Escrevendo errado por linhas tortas
O governo federal tem anunciado um pacote de medidas que penalizam alguns setores da sociedade, acompanhadas de um salvo-conduto para vários outros. Sob o pretexto de se perseguir o desejado, imprescindível e urgente equilíbrio fiscal das contas públicas, corremos o risco de abraçar soluções equivocadas que cobrarão sua fatura mais cedo que tarde. Adiamento de reajustes, aumento da contribuição previdenciária e juniorização das carreiras típicas de Estado, como as de regulação e fiscalização do mercado de capitais, não parecem estar em linha com a necessidade já identificada de se desenvolver o mercado de capitais brasileiro.
Recorde-se que a erosão das contas públicas que experimentamos hoje é fruto de decisões equivocadas de outrora. Não podemos permitir que a pretensa solução de um problema crie outros ainda maiores. Causa espanto o avanço anunciado sobre atividades típicas estatais de controle e fiscalização, enquanto se discute, na sala ao lado, a criação de um fundo especial de financiamento da “democracia” (FFD), com valor inicial de 3,6 bilhões de reais, além do já existente fundo partidário.
É obsceno o uso de bilhões de reais em recursos públicos para compra de parlamentares por meio da liberação de emendas negociadas no balcão da desonra. É imoral a renúncia de receitas com a implementação de programas de perdão de sonegadores, que, não por coincidência, são também grandes financiadores da nossa política. E olhe que nem chegamos a mencionar o ralo prosaico da corrupção, que tem sugado nossos melhores esforços desde que as primeiras caravelas aportaram na Ilha de Vera Cruz.
Além de um double standard observado entre o tratamento imposto a servidores públicos federais e o deferido a agentes políticos, o regime concedido aos poderes judiciário e legislativo também é bem distinto do “pacote de maldades” que o governo tenta destapar contra os servidores do executivo federal.
Recentemente temos acompanhado uma grande discussão sobre o papel dos órgãos de controle e fiscalização em casos de alta visibilidade como JBS, Grupo X e Petrobrás. Não faltam aqueles que perguntam — e com razão! — onde estava a Comissão de Valores Mobiliários (CVM) enquanto ilícitos em série eram praticados. Olvidam-se do subdimensionamento da autarquia que tem sob sua esfera de competência regular, supervisionar, fiscalizar e sancionar um imenso guarda-chuva que inclui companhias abertas, bolsas de valores, corretoras de valores mobiliários, fundos, empresas de auditoria e um extenso etcétera, além de promover educação financeira e o desenvolvimento do mercado de capitais brasileiro.

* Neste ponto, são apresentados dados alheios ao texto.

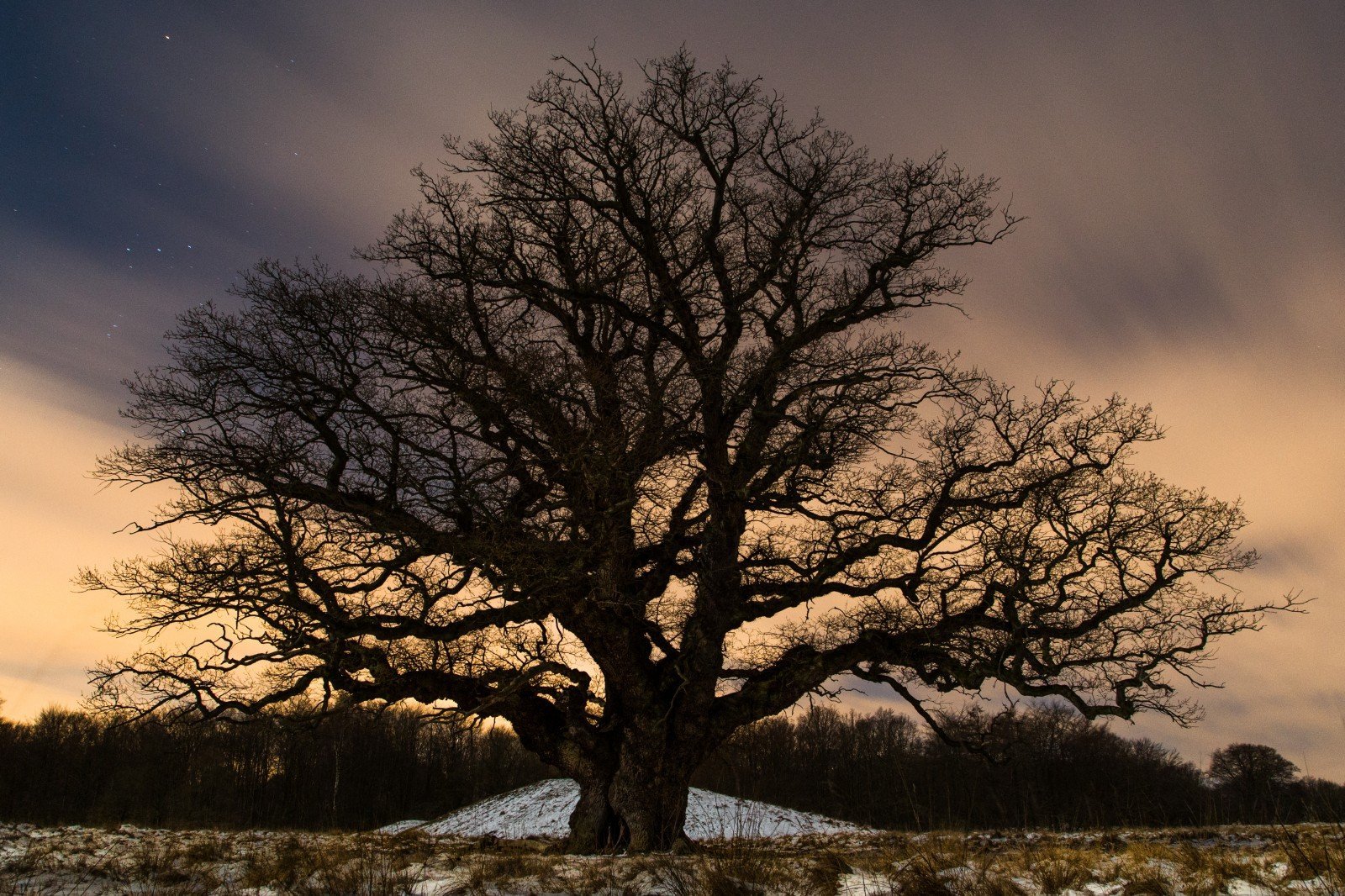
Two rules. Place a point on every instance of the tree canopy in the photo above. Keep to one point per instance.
(622, 443)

Mesmo quem não é especialista pode suspeitar que os 530 servidores que trabalham na CVM (incluindo cargos em comissão), parecem insuficientes quando vemos que o Instituto Brasileiro de Museus tem 602 servidores, o Banco Central tem 3.917, a Funai tem 2.339, o Instituto do Patrimônio Histórico e Artístico Nacional tem 1.057, para ficar em poucos exemplos extraídos do portal da transparência do poder executivo federal.
Ademais, não custa recordar que as atividades típicas de Estado não encontram paralelo no setor privado. A regulação e a fiscalização do mercado de capitais são exclusivamente estatais. No entanto, o que mais poderia se aproximar da atividade de um regulador do mercado de capitais seriam as atividades exercidas pelos regulados. Via de regra, esses quadros são preenchidos com pessoal muito bem capacitado e remunerado, não com economistas recém-formados.
Defendemos, sim, um ajuste sério e profundo nas contas públicas. O governo tem o dever de cortar o desperdício, a ineficiência, a inépcia e a corrupção. Mas, ao contrário, propõe justamente defraudar as estruturas de controle capazes de levar a efeito essa tarefa. Isso é simplesmente errado.